Староста повел по хатам, указывая, где живут преданные Советской власти люди, а мы их «арестовывали». Под конец «офицер» распорядился:

– Пан староста с сыном сам доставит меня, не могу доверяться этим быдлам.

Староста с готовностью согласился. И только когда выехали за околицу и подводы повернули в лес, он понял, что попался.

15 человек ушли с нами, они принесли 14 ручных пулеметов и одну винтовку.

Так собралось нас человек 50–60. В ходе мелких стычек с немцами и полицией обогащались опытом партизанской борьбы. Иногда этот опыт приобретался дорогой ценой.

Установили связь с Брестом через Сушкова К. Г. Подпольщики сообщили, что в деревне Скорбичи у жителей имеется оружие, и передали нам списки лиц.

Группой в десять человек ночью идем в деревню. Путь не близкий, а уже с вечера пошел дождь. Проходим Закий – дождь льет, миновали Ямно, Задворцы, подходим к Черни, а дождь все льет. До Скорбич километров 8, а уже наступил рассвет. Промокшие до нитки, расположились в кустах у Черни на дневку.

Дождь перестал, но к кустам нельзя прикоснуться: с веток окатывает холодный душ. Не отдохнули, а еще больше устали. Вечером снова в путь. Приходим в Скорбичи. В один дом, в другой, третий. Никто ни о каком оружии слыхать не слыхал и знать не знает.

Тут только мы сообразили, какую оплошность допустили, придя без пароля. Деревню всполошили, а уходим ни с чем.
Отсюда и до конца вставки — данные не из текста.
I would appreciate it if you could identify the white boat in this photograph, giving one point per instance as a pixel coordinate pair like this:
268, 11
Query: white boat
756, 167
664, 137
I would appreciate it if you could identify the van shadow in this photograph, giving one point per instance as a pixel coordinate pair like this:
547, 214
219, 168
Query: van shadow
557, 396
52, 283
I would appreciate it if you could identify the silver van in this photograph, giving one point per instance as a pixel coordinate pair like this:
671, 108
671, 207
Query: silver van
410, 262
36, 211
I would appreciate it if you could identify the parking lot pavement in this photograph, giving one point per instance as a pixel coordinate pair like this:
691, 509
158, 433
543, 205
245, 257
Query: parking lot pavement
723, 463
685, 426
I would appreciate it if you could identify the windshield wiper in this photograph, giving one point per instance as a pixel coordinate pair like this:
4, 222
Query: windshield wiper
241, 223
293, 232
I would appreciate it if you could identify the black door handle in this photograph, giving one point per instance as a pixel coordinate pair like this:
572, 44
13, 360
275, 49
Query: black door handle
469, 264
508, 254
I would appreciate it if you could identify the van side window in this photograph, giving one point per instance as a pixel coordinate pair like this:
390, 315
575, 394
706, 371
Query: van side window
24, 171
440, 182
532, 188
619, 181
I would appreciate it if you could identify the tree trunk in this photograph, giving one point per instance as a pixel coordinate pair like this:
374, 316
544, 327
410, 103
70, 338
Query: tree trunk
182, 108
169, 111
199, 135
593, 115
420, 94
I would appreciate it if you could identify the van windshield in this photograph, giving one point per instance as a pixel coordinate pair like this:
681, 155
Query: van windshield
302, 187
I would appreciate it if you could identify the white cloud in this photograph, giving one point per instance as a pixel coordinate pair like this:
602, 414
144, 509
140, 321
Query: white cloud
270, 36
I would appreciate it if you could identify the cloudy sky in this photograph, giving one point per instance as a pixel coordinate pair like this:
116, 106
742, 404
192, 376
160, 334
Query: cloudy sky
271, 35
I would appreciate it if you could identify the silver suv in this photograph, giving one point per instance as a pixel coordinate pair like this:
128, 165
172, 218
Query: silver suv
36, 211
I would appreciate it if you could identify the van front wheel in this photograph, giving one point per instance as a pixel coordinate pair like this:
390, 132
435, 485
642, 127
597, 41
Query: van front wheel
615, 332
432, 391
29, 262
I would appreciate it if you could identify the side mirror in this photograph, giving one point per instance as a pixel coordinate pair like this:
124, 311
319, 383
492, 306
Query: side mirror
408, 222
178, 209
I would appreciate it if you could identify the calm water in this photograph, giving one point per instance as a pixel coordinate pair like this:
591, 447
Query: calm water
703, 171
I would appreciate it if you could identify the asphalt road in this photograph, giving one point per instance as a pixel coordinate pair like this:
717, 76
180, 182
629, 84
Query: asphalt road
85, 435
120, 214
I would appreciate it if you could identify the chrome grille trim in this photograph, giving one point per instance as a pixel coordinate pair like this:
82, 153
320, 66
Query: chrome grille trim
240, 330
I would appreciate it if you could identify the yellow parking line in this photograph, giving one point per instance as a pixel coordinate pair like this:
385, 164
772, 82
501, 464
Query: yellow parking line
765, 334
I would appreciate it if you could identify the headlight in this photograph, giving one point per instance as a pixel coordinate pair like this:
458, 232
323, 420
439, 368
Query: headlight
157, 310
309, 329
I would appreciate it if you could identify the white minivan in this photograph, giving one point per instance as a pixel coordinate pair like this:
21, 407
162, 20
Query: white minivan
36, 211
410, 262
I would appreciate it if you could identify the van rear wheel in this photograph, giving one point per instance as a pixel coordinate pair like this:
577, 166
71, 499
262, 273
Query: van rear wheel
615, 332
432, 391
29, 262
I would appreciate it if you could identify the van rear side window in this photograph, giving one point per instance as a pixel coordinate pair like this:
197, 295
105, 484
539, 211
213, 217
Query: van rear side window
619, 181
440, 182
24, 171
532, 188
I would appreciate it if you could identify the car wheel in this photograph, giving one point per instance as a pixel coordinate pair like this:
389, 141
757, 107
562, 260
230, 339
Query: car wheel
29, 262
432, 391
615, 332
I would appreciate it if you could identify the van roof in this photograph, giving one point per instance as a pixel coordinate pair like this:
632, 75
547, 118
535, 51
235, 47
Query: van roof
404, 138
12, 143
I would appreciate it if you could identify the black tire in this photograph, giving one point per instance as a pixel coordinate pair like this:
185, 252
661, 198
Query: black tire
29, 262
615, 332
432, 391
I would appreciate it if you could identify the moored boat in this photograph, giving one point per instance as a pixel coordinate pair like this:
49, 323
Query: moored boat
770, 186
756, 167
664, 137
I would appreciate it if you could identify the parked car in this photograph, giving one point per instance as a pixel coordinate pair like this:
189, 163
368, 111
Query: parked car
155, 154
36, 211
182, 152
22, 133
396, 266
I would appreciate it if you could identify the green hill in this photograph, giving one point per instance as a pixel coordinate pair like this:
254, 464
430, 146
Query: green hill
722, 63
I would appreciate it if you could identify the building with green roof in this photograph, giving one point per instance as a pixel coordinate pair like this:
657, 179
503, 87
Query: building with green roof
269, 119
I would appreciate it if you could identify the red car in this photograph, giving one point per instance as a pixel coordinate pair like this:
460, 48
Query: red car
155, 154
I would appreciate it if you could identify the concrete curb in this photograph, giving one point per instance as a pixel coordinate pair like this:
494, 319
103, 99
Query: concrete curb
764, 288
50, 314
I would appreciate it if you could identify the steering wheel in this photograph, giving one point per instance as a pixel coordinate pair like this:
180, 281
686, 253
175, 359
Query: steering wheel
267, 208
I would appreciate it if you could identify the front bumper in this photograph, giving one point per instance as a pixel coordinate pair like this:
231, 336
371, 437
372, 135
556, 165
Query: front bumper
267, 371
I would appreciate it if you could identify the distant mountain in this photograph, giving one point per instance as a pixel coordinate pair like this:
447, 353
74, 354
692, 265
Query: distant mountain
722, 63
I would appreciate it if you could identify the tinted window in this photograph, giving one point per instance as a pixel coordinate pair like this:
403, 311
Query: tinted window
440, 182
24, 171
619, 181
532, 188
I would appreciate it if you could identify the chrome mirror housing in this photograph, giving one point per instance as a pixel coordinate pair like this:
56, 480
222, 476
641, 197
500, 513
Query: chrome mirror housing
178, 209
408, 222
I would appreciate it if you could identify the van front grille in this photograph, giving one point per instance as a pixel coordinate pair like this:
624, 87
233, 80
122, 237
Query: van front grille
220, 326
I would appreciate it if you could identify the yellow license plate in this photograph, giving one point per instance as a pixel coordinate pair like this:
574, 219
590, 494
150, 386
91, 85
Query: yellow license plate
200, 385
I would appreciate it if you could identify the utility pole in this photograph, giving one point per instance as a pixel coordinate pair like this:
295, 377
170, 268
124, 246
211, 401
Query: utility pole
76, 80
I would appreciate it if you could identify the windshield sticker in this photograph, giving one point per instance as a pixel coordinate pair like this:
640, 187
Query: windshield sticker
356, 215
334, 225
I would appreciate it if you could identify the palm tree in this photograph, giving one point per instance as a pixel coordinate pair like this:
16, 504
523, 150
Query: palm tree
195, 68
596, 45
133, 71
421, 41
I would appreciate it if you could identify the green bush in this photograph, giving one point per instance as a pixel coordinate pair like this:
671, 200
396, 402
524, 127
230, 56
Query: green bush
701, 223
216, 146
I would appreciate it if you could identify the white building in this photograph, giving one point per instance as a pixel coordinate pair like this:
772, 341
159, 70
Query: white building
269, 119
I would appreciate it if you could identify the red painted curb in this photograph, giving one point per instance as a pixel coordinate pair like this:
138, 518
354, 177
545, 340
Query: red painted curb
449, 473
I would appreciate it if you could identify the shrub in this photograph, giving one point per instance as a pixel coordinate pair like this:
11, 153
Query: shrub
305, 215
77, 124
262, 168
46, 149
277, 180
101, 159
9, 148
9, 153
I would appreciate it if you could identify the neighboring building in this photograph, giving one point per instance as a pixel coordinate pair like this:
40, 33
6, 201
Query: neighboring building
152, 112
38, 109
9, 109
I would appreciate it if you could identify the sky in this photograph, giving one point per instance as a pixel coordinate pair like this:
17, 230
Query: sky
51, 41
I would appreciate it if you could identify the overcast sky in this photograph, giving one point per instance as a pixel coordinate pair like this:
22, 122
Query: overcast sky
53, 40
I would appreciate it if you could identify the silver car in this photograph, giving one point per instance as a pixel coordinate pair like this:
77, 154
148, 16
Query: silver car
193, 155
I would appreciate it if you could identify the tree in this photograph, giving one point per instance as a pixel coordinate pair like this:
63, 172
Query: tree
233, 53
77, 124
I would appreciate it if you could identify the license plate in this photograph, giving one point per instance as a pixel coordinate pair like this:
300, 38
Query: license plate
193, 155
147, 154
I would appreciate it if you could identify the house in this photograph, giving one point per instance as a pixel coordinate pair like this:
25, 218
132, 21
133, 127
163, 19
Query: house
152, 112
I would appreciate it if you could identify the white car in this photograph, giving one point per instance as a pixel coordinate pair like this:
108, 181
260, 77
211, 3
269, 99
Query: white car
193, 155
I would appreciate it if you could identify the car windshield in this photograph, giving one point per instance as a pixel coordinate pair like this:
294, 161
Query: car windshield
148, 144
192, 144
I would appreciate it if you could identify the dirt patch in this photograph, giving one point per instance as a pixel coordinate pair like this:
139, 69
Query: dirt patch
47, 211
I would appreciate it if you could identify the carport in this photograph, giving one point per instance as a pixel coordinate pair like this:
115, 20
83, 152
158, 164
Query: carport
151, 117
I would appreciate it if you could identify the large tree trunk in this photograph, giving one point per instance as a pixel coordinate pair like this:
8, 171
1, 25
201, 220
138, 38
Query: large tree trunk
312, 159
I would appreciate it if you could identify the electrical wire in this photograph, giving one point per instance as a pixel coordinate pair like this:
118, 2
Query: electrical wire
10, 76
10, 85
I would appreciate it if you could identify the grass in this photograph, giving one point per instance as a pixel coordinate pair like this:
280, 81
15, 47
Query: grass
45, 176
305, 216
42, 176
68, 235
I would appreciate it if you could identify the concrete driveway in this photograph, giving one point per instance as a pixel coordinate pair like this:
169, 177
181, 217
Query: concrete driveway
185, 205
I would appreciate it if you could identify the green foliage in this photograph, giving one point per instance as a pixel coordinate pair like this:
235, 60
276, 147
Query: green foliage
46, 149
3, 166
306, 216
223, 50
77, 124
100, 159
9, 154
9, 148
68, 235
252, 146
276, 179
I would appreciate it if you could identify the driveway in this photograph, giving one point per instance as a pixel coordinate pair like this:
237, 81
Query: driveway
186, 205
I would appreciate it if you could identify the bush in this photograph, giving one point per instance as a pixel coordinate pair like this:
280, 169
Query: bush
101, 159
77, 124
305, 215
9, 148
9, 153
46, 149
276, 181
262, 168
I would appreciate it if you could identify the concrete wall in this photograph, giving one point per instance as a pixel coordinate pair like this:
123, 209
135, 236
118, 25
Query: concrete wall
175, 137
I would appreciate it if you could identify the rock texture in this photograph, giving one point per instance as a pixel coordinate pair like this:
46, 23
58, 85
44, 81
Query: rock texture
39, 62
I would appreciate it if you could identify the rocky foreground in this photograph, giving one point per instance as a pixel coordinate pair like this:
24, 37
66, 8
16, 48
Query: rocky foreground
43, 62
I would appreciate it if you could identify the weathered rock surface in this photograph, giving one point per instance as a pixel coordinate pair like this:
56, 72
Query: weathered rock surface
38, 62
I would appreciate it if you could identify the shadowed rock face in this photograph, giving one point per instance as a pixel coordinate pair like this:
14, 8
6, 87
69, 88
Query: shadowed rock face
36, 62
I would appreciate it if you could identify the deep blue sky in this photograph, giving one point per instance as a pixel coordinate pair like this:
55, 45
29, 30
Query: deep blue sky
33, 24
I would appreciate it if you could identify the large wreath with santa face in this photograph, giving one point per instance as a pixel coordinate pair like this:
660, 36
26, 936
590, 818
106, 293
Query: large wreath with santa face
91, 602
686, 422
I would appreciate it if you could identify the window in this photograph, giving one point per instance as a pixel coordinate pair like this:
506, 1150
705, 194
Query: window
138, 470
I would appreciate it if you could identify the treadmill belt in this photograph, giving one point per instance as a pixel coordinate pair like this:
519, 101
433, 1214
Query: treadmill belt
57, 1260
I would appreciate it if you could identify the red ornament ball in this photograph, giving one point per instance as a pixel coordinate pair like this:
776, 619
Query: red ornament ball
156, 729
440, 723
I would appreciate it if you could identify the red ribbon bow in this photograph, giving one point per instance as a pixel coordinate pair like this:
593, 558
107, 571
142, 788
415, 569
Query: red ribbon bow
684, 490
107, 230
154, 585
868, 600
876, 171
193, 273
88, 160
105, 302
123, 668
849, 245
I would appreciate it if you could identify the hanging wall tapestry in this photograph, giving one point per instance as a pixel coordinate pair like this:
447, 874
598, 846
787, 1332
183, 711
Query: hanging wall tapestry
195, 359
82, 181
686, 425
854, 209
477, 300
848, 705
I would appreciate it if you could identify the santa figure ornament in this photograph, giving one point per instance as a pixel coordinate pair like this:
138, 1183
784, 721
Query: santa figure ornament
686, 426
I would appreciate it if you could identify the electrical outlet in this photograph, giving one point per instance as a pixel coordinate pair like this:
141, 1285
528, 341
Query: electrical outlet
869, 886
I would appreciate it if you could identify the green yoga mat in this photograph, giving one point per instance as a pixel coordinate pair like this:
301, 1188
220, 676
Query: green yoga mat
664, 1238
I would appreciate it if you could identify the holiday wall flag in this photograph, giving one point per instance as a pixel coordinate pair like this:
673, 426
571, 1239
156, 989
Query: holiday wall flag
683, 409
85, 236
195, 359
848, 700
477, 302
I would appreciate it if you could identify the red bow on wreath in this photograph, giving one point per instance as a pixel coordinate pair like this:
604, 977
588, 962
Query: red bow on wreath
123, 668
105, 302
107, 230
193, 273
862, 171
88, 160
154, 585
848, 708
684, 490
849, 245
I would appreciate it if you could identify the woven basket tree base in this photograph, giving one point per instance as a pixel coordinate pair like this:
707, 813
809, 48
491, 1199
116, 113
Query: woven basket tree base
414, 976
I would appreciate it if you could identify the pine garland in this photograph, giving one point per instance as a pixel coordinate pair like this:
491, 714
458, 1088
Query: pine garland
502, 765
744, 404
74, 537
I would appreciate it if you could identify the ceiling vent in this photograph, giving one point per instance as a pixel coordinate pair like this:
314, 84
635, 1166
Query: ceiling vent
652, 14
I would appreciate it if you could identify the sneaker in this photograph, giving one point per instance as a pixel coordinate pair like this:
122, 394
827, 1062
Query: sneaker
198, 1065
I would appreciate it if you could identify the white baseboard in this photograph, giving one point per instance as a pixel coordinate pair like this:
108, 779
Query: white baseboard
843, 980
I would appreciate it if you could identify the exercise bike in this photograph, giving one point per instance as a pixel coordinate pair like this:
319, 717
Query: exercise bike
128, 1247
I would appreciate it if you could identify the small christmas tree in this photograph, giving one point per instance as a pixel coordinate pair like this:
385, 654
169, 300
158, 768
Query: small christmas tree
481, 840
К утру добрались до деревни Бердычи, облюбовали сарай на окраине, решили день отдохнуть. Да не тут-то было. Не успели осмотреться, как неподалеку послышалась стрельба. Смотрим, большая группа немцев и полицаев медленно приближается к сараю.

У нас разнобой – одни говорят: надо стрелять, другие – воздержаться. Мы в сарае, как в западне. Тем временем фашисты рассыпались цепью и стали окружать нас. Что делать? Решили уходить. Выбегаем из сарая и, отстреливаясь, отходим к лесу. Враг, почуяв легкую добычу, усилил огонь. Упал, сраженный пулей, Куприянюк. Мы бежим. Что-то горячее хлестнуло меня по ноге, споткнулся. Ранен! Отполз в сторонку. Кругом стрельба. Ребята не дают полицаям развернуться.

Но вот стрельба стала стихать. Гляжу – прямо на тот куст, где я укрылся, идут двое. Подпустил вплотную и полоснул из автомата. Оба замертво рухнули. Спешно ухожу с этого места. Затаился. Теперь, думаю, пролежать бы до вечера, а там уйду. Один полицай прошел мимо, не заметил. К вечеру нога разболелась. Кое-как дополз до деревни Мощенка, там постучал к Федору Токуну.

– Николай Андреевич?! Ты что, ранен?

– Ранен, брат, помогай.

– Давай устрою в сарай. В дом нельзя, сам знаешь, за это расстрел, а в сарай ты и сам мог прийти, – захлопотал Токун.

В сарае он сделал мне перевязку.

– Теперь найди наших ребят, они меня в лес увезут.

– Не беспокойся, все сделаю, – сказал Федор, уходя.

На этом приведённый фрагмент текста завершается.